Breakers is quite dark and gritty. It’s tense and constantly has this sense of impending doom. I kept feeling deep down this couldn’t end well but was utterly unable to see how things would turn out. Tyler is one of those characters you become completely invested in, one you’ll root for all the way. This gripping, compelling, raw, sometimes brutal and utterly thought-provoking novel will make you reel against the injustice, will make you feel helpless, will put your own life into perspective and appreciate what you have. Breakers is a story that will stay with me for quite some time to come and I’m secretly hoping for a follow-up to see what becomes of Tyler and Bean.
Breakers is available to buy!
| ABOUT THE AUTHOR |
Doug Johnstone is an author, journalist and musician based in Edinburgh.
He’s had nine novels published, most recently Fault Lines. His previous
novel, The Jump, was a finalist for the McIlvanney Prize for Scottish Crime
Novel of the Year. Several of his other novels have been award winners and
bestsellers, and he’s had short stories published in numerous anthologies
and literary magazines. His work has been praised by the likes of Ian Rankin, Val McDermid and Irvine Welsh. Several of his novels have been optioned for film and television. Doug is also a Royal Literary Fund Consultant Fellow.
He’s worked as an RLF Fellow at Queen Margaret University, taught creative
writing at Strathclyde University and William Purves Funeral Directors.
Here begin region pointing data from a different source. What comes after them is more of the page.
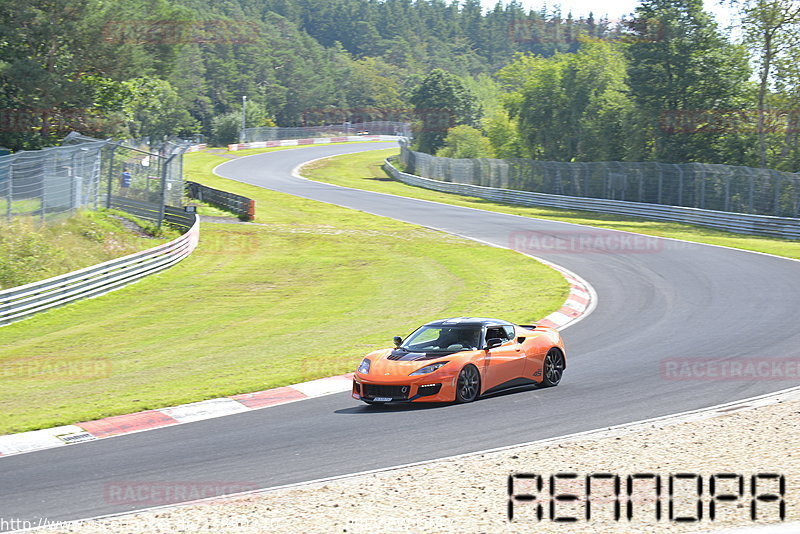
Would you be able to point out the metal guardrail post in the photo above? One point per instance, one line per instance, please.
(110, 174)
(164, 170)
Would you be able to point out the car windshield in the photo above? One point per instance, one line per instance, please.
(443, 338)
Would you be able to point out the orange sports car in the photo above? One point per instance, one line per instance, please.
(460, 360)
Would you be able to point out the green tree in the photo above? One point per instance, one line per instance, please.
(771, 31)
(466, 142)
(571, 106)
(679, 61)
(440, 102)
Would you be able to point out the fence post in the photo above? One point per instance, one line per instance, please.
(110, 175)
(776, 183)
(162, 207)
(10, 188)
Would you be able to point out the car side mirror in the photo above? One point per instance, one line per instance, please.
(494, 342)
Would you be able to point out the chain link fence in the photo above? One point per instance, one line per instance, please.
(270, 133)
(699, 185)
(91, 173)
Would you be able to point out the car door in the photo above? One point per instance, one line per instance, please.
(505, 362)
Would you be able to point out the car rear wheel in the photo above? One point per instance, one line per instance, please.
(552, 368)
(468, 386)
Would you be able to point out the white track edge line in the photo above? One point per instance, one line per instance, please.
(672, 419)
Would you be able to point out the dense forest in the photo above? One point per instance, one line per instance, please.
(664, 84)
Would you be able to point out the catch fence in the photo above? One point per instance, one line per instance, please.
(91, 173)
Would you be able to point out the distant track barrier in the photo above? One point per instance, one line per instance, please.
(244, 207)
(312, 141)
(764, 225)
(23, 301)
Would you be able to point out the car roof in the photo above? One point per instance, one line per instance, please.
(469, 321)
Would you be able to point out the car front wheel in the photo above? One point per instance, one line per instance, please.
(552, 368)
(468, 386)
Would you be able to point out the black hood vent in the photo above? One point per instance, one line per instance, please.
(405, 356)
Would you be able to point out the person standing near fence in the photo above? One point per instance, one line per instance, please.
(125, 182)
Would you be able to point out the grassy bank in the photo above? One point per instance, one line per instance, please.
(31, 252)
(363, 171)
(302, 294)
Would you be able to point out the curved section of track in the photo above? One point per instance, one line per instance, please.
(677, 300)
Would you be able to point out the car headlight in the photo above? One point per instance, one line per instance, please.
(428, 369)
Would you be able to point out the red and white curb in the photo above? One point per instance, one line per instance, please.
(311, 141)
(185, 413)
(580, 302)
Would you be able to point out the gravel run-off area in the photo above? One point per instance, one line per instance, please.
(469, 494)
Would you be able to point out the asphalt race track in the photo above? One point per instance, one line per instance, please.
(674, 300)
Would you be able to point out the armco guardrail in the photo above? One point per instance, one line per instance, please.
(313, 141)
(20, 302)
(244, 207)
(742, 223)
(152, 211)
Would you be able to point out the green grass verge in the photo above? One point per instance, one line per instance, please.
(30, 251)
(363, 171)
(301, 295)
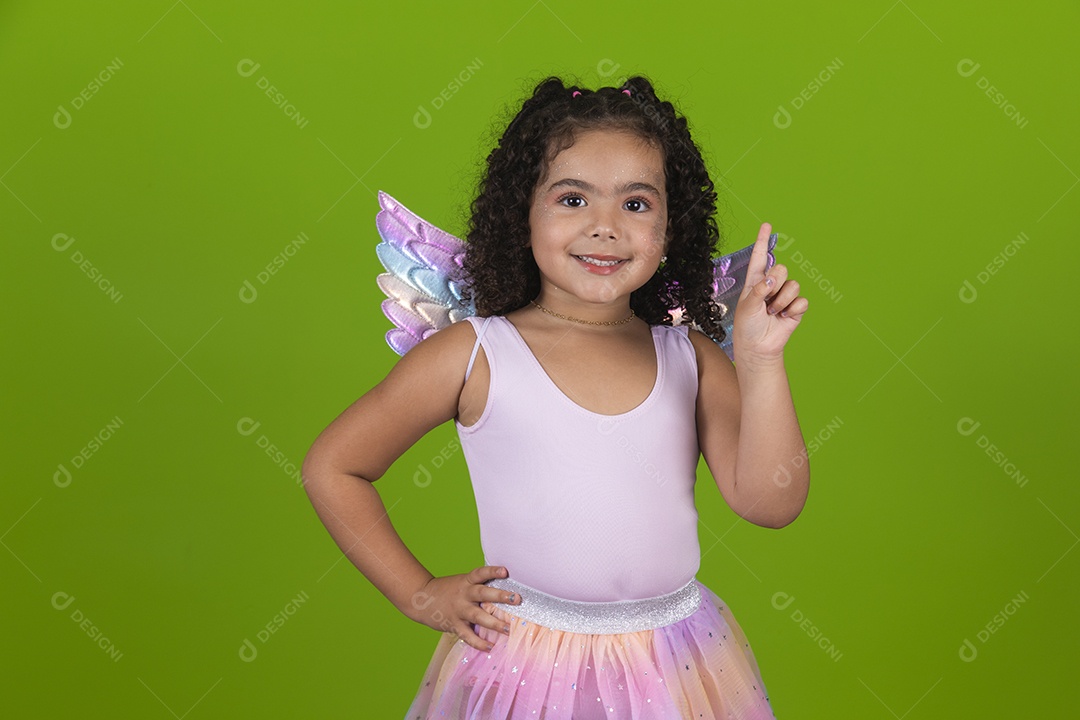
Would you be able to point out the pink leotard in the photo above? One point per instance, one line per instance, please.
(578, 504)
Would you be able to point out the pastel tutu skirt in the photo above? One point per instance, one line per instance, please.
(601, 664)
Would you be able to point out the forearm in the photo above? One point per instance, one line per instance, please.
(353, 513)
(772, 473)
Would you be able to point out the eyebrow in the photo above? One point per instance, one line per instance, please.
(589, 187)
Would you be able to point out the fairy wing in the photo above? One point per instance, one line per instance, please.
(423, 276)
(729, 276)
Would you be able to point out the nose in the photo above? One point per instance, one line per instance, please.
(605, 225)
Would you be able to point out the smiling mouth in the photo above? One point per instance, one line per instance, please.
(603, 261)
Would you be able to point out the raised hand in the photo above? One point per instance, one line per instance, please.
(454, 603)
(769, 308)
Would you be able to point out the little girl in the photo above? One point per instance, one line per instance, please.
(582, 412)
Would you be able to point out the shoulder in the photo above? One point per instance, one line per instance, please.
(442, 352)
(707, 352)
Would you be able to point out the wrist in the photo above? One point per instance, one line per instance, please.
(417, 598)
(748, 363)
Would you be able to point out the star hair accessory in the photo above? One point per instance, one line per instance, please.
(426, 275)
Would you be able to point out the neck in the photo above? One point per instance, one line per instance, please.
(599, 313)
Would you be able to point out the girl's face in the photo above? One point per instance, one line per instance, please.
(598, 220)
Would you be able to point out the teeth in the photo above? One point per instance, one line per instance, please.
(603, 263)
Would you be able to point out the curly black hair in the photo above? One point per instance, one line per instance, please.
(501, 274)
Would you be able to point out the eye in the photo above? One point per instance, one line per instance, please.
(571, 200)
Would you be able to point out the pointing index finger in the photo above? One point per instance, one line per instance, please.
(758, 258)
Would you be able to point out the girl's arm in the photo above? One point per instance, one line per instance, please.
(750, 435)
(420, 393)
(746, 424)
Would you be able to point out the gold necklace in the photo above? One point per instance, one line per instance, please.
(585, 322)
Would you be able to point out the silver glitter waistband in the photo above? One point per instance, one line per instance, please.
(599, 617)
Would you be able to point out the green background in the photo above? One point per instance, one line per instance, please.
(179, 179)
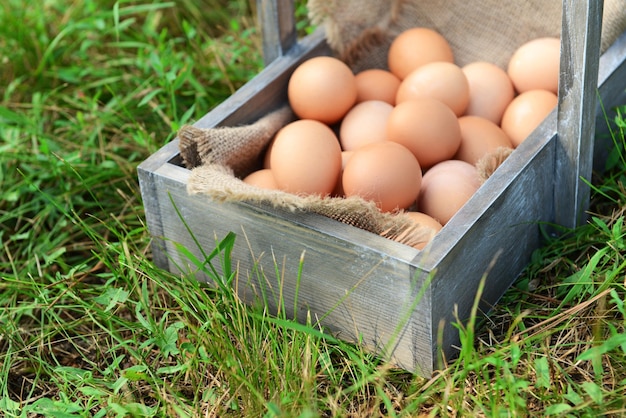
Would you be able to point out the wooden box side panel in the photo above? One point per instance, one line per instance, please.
(500, 241)
(361, 294)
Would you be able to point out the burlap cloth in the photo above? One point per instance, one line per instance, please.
(360, 32)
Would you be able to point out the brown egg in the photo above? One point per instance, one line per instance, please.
(525, 113)
(535, 65)
(268, 154)
(443, 81)
(490, 90)
(322, 88)
(479, 136)
(306, 158)
(338, 191)
(376, 84)
(365, 123)
(416, 47)
(383, 172)
(425, 221)
(263, 178)
(446, 187)
(427, 127)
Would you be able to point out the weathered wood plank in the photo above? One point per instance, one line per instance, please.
(580, 53)
(364, 283)
(278, 27)
(360, 293)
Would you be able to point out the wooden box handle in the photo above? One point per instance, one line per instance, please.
(581, 30)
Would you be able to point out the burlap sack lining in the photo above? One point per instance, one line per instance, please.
(360, 31)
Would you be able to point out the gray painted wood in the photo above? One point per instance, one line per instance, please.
(361, 285)
(277, 21)
(580, 46)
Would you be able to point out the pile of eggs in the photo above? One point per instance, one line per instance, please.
(408, 138)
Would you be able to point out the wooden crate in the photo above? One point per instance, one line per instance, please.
(396, 300)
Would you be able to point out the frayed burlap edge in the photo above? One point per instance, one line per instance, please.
(237, 147)
(217, 182)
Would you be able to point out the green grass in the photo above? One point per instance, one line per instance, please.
(90, 327)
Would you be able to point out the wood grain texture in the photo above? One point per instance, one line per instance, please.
(278, 26)
(362, 285)
(580, 54)
(358, 293)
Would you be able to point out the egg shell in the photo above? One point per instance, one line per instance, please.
(443, 81)
(322, 88)
(535, 65)
(365, 123)
(427, 127)
(415, 47)
(267, 161)
(376, 84)
(490, 90)
(263, 179)
(338, 191)
(526, 112)
(479, 136)
(306, 158)
(446, 187)
(383, 172)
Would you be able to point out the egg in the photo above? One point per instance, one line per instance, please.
(415, 47)
(365, 123)
(386, 173)
(306, 158)
(323, 89)
(443, 81)
(446, 187)
(427, 127)
(263, 179)
(268, 154)
(479, 136)
(338, 190)
(490, 90)
(376, 84)
(525, 113)
(535, 65)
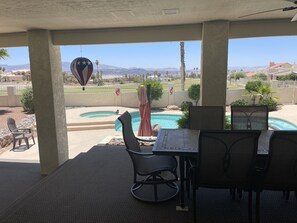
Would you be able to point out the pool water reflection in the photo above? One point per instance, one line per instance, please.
(169, 121)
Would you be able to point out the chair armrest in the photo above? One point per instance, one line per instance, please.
(140, 153)
(18, 133)
(145, 140)
(26, 130)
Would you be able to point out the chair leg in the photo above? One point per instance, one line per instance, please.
(250, 199)
(155, 189)
(27, 142)
(194, 205)
(188, 177)
(232, 193)
(257, 206)
(14, 142)
(287, 195)
(239, 193)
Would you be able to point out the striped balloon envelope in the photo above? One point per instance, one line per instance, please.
(82, 69)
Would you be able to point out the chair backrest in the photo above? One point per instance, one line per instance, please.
(128, 134)
(206, 117)
(226, 158)
(249, 117)
(11, 125)
(281, 171)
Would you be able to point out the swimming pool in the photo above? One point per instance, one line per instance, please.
(164, 120)
(98, 114)
(169, 121)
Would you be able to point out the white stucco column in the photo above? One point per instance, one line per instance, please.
(49, 102)
(214, 59)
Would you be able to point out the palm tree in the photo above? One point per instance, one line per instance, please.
(97, 64)
(3, 54)
(182, 65)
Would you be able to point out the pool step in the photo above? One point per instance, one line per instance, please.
(83, 126)
(80, 127)
(91, 123)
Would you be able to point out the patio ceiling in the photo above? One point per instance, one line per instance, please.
(20, 15)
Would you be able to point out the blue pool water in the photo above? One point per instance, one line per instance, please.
(98, 114)
(169, 121)
(281, 124)
(165, 121)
He mentors and assesses manuscripts for The Literary Consultancy and
regularly tutors at Moniack Mhor writing retreat. Doug has released seven albums in various bands, and is drummer, vocalist and occasional guitarist for the Fun Lovin’ Crime Writers, a band of crime writers. He also reviews books for The Big Issue magazine, is player-manager for Scotland Writers Football Club and has a PhD in nuclear physics.